While the boys shouted insulting verses behind his back, the men and the women abused him, but no one ventured to do it to his face, for he was not very patient, and was always accompanied by one of his huge dogs, and that served to make him respected.
Certainly, without that bodyguard, he would have had a bad time of it, especially at the hands of the smugglers, who had a deadly hatred for him. By himself, and in spite of his quarrelsome looks, he did not appear very formidable, for he was short and thin, his back was round, his legs were bandy, and his arms were as long and as thin as spiders’ legs, and he could easily have been knocked down by a back-handed blow or a kick. But then, he had those confounded dogs which interfered with the bravest smugglers. How could they risk even a thrust when he had those huge brutes, with their fierce and bloodshot eyes, and their square heads, whose jaws were like a vise, with enormous white teeth, that were as sharp as daggers, and whose huge molars crunched up beef-bones to a pulp with them? They were wonderfully broken in, were always by him, obeyed him by signs, and were taught, not only to worry the smugglers’ dogs, but also to fly at the throats of the smugglers themselves.

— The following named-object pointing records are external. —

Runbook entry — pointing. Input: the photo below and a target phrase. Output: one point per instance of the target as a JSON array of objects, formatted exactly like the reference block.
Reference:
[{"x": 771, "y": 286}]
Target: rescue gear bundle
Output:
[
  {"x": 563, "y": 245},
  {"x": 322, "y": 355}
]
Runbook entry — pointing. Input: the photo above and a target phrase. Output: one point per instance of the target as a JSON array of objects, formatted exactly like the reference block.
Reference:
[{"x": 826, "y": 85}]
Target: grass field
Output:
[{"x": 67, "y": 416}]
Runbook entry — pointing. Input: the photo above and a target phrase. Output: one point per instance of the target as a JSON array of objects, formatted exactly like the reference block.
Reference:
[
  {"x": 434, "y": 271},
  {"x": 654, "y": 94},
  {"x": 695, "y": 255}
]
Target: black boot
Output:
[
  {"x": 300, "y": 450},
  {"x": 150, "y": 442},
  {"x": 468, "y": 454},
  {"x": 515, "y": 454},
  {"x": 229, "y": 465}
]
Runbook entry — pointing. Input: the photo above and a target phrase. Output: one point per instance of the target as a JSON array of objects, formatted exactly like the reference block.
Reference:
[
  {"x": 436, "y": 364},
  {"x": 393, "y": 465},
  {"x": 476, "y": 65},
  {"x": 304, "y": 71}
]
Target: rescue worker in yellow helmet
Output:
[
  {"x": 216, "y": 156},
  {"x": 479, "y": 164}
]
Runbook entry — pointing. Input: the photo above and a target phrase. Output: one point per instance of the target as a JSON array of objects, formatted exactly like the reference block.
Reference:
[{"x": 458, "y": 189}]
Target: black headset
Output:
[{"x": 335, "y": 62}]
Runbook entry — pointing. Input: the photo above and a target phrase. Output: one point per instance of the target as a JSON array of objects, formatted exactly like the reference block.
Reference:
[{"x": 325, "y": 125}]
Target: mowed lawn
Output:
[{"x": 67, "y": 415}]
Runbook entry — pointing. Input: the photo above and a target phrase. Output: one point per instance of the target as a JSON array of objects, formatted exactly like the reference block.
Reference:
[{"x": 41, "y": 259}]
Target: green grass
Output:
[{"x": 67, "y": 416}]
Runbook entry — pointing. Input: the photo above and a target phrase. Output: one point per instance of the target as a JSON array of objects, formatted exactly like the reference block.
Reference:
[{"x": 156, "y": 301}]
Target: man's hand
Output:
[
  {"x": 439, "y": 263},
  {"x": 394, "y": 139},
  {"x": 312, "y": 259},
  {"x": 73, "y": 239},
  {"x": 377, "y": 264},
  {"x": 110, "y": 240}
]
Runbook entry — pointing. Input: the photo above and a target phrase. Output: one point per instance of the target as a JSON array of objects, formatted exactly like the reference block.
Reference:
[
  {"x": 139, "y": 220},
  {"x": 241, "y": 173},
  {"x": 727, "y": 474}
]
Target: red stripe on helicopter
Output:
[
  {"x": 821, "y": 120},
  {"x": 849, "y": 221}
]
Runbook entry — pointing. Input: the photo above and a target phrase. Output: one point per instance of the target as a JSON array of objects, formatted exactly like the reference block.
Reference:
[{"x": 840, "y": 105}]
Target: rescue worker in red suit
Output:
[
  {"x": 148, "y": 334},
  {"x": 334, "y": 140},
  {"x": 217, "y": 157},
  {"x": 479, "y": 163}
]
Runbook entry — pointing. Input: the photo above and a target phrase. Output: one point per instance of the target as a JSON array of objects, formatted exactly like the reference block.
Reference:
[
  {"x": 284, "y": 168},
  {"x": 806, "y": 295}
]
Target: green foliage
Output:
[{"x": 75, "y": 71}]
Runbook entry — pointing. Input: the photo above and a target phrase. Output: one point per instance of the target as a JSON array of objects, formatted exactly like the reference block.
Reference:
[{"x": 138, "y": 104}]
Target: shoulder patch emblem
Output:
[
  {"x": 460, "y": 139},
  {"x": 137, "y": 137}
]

The consequence was that both he and his dogs were left alone, and people were satisfied in calling them names and sending them all to Coventry. No peasant ever set foot in his cottage, although Bistaud’s wife kept a small shop and was a handsome woman, and the only persons who went there were the custom-house officers. The others took their revenge on them all by saying that the man with the dogs sold his wife to the custom-house officers, like he did his dogs.